I wonder if I’m doomed to keep apologizing for cursory posts here — I do hope that, once I’ve got these two conferences behind me, I’ll be able to be a bit more expansive here, or at least a more frequent poster, but that won’t be ’til the end of June.

Meanwhile, I have done a bit of reading, including the latest paperback by Jonathan Kellerman, Bones. Ho-hum, yawn, snore . . . oh, sorry, were you saying something? These are always fairly credibly written, but the characters aren’t developing appreciably. Even the little French bulldog, Blanche, is a snooze here, and I’d rather enjoyed the sketch of her in the last book. The set-up has become too predictable in this series, sadly, with there inevitably being an episode in which “the good guys” are in physical danger in the second or third-to last chapter, but, of course, always emerge victorious by the end. The “bad guys” haven’t been interesting or even particularly convincing for several years. When Kellerman gets it all working, his novels really entertain, but there have been a number of ho-hums in the last few years and I’ll think twice about bothering next time.

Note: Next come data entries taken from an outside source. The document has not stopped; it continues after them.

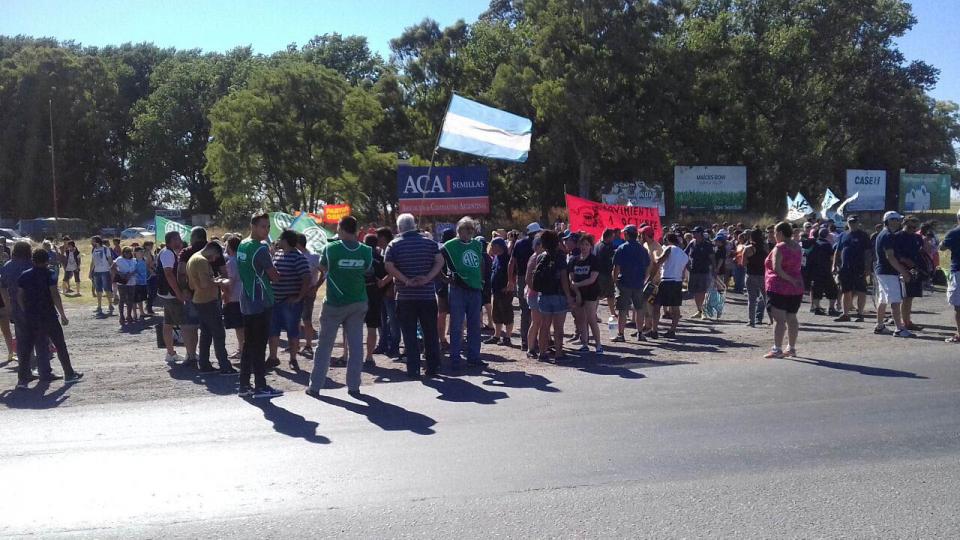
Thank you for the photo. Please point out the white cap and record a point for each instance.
(891, 215)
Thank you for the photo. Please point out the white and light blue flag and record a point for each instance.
(477, 129)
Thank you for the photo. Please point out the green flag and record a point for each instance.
(316, 235)
(164, 225)
(278, 222)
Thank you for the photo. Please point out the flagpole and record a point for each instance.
(436, 146)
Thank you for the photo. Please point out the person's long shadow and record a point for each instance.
(518, 379)
(35, 398)
(461, 391)
(864, 370)
(288, 423)
(214, 382)
(386, 416)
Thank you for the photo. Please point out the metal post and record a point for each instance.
(53, 175)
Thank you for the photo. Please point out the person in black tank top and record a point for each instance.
(753, 259)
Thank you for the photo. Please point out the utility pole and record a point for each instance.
(53, 174)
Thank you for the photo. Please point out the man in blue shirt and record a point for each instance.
(952, 242)
(631, 266)
(889, 273)
(850, 266)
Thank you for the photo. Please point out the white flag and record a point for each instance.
(829, 199)
(799, 209)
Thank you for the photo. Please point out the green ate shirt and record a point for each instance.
(346, 268)
(467, 260)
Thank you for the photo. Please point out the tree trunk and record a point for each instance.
(584, 183)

I’m still dipping in and out of The Sharper your Knife, the Less You Cry and enjoying it very much, especially since it’s set in Paris and I’m getting ready to head there in a few weeks.

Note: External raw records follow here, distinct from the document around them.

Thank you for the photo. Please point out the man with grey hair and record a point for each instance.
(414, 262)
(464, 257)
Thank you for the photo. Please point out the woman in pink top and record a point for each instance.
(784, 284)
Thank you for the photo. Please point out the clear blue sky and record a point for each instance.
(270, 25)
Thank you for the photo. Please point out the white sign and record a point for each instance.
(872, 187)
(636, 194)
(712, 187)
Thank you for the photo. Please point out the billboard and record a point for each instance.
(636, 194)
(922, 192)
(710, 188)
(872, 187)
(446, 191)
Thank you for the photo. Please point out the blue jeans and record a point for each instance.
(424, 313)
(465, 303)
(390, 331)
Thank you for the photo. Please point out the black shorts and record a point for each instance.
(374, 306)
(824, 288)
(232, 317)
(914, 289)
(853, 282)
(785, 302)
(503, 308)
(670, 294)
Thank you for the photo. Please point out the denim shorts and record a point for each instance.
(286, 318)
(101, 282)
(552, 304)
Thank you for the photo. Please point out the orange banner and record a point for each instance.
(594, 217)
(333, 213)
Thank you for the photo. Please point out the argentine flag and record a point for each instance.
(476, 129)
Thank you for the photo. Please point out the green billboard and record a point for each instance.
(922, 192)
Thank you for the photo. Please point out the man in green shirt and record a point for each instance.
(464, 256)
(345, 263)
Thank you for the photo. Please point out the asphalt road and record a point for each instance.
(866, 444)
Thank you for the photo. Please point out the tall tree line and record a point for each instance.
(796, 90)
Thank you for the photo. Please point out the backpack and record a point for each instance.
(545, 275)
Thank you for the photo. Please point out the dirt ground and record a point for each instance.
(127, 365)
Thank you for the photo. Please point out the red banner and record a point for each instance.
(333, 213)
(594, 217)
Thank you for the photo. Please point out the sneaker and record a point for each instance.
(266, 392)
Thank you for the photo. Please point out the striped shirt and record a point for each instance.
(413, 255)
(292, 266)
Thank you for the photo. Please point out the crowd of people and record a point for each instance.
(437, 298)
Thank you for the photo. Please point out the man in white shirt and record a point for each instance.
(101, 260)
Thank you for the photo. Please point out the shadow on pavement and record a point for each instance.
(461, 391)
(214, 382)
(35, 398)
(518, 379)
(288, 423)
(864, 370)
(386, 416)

And I just finished Adele Wiseman’s The Crackpot after picking up a New Canadian Library secondhand edition for $3.00. Such a bargain for this novel which I should have read years ago. How do these classics slip away from us? After all, I’m supposedly a Canadianist and have done all that required reading through coursework, comps, etc. Written in the 1970’s, set during the 1930’s and 1940’s primarily among Winnipeg’s Jewish community, the novel creates a character who cannot easily be described. Born to a blind father and crippled mother who were married to save their Old World village from a pogrom, Hoda grows up fat — cherished at home but ridiculed everywhere else. The solution she finds to keeping her and her father from poverty after her mother dies — gradually becoming her community’s prostitute after an accidental beginning — invites the reader to view her as pathetic, at first, but her acceptance of what life hands her, her perseverance and defiance and, especially, her determination to enjoy what’s possible to enjoy make this, incredibly, a stunningly redemptive and inspiring book. Without spoiling a central element of the plot, I will just say that Hoda’s story has Biblical proportions and with Danile’s blindness and what happens at a central point, Greek tragedy is also suggested. For some, then, the ending might seem too convenient, even banal, yet I found it congruent with Hoda’s overall approach, her ability to “block[ ] life’s kicks and [try] to catch a glimpse of life’s butterflies.”